Storage Architecture and Challenges

Faculty Summit, July 29, 2010

Andrew Fikes, Principal Engineer

[email protected]

Introductory Thoughts

Google operates planet-scale storage systems

What keeps us programming:

Enabling application developers

Improving data locality and availability

Improving performance of shared storage

A note from the trenches: "You know you have a large storage

system when you get paged at 1 AM because you only have a

few petabytes of storage left."

The Plan for Today

Storage Landscape

Storage Software and Challenges

Questions (15 minutes)

Storage Landscape: Hardware

A typical warehouse-scale computer:

10,000+ machines, 1GB/s networking

6 x 1TB disk drives per machine

What has changed:

Cost of GB of storage is lower

Impact of machine failures is higher

Machine throughput is higher

What has not changed:

Latency of an RPC

Disk drive throughput and seek latency

Storage Landscape: Development

Product success depends on:

Development speed

End-user latency

Application programmers:

Never ask simple questions of the data

Change their data access patterns frequently

Build and use APIs that hide storage requests

Expect uniformity of performance

Need strong availability and consistent operations

Need visibility into distributed storage requests

Storage Landscape: Applications

Early Google:

US-centric traffic

Batch, latency-insensitive indexing processes

Document "snippets" serving (single seek)

Current day:

World-wide traffic

Continuous crawl and indexing processes (Caffeine)

Seek-heavy, latency-sensitive apps (Gmail)

Person-to-person, person-to-group sharing (Docs)

Storage Landscape: Flash (SSDs)

Important future direction:

Our workloads are increasingly seek heavy

50-150x less expensive than disk per random read

Best usages are still being explored

Concerns:

Availability of devices

17-32x more expensive per GB than disk

Endurance not yet proven in the field

Storage Landscape: Shared Data

Scenario:

Roger shares a blog with his 100,000 followers

Rafa follows Roger and all other ATP players

Rafa searches all the blogs he can read

To make search fast, do we copy data to each user?

YES: Huge fan-out on update of a document

NO: Huge fan-in when searching documents

To make things more complicated:

Freshness requirements

Heavily-versioned documents (e.g. Google Wave)

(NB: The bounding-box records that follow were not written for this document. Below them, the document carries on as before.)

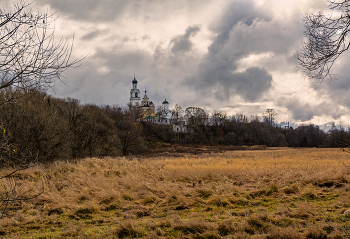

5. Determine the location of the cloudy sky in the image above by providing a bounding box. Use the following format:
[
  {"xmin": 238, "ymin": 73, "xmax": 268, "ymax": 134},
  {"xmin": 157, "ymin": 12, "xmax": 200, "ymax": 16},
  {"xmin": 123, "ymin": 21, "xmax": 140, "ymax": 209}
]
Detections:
[{"xmin": 3, "ymin": 0, "xmax": 350, "ymax": 129}]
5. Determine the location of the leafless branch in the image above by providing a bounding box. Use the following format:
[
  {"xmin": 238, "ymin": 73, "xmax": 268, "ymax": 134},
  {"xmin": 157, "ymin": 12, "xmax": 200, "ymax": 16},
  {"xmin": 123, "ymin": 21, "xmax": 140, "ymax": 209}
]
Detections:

Privacy restrictions on data placement

Storage Landscape: Legal

Laws and interpretations are constantly changing

Governments have data privacy requirements

Companies have email and doc. retention policies

Sarbanes-Oxley (SOX) adds audit requirements

Things to think about:

Major impact on storage design and performance

Are these storage- or application-level features?

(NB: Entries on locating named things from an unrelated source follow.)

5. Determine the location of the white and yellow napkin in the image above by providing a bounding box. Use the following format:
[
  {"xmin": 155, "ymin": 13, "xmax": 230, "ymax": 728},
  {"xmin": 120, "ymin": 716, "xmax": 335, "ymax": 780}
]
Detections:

Versioning of collaborative documents

Storage Software: Google's Stack

Tiered software stack

Node

Exports and verifies disks

Cluster

Ensures availability within a cluster

File system (GFS/Colossus), structured storage

(Bigtable)

2-10%: disk drive annualized failure rate

Planet

Ensures availability across clusters

Blob storage, structured storage (Spanner)

~1 cluster event / quarter (planned/unplanned)

Storage Software: Node Storage

Purpose: Export disks on the network

Building-block for higher-level storage

Single spot for tuning disk access peformance

Management of node addition, repair and removal

Provides user resource accounting (e.g. I/O ops)

Enforces resource sharing across users

Storage Software: GFS

The basics:

Our first cluster-level file system (2001)

Designed for batch applications with large files

Single master for metadata and chunk management

Chunks are typically replicated 3x for reliability

GFS lessons:

Scaled to approximately 50M files, 10P

Large files increased upstream app. complexity

Not appropriate for latency sensitive applications

Scaling limits added management overhead

Storage Software: Colossus

Next-generation cluster-level file system

Automatically sharded metadata layer

Data typically written using Reed-Solomon (1.5x)

Client-driven replication, encoding and replication

Metadata space has enabled availability analyses

Why Reed-Solomon?

Cost. Especially w/ cross cluster replication.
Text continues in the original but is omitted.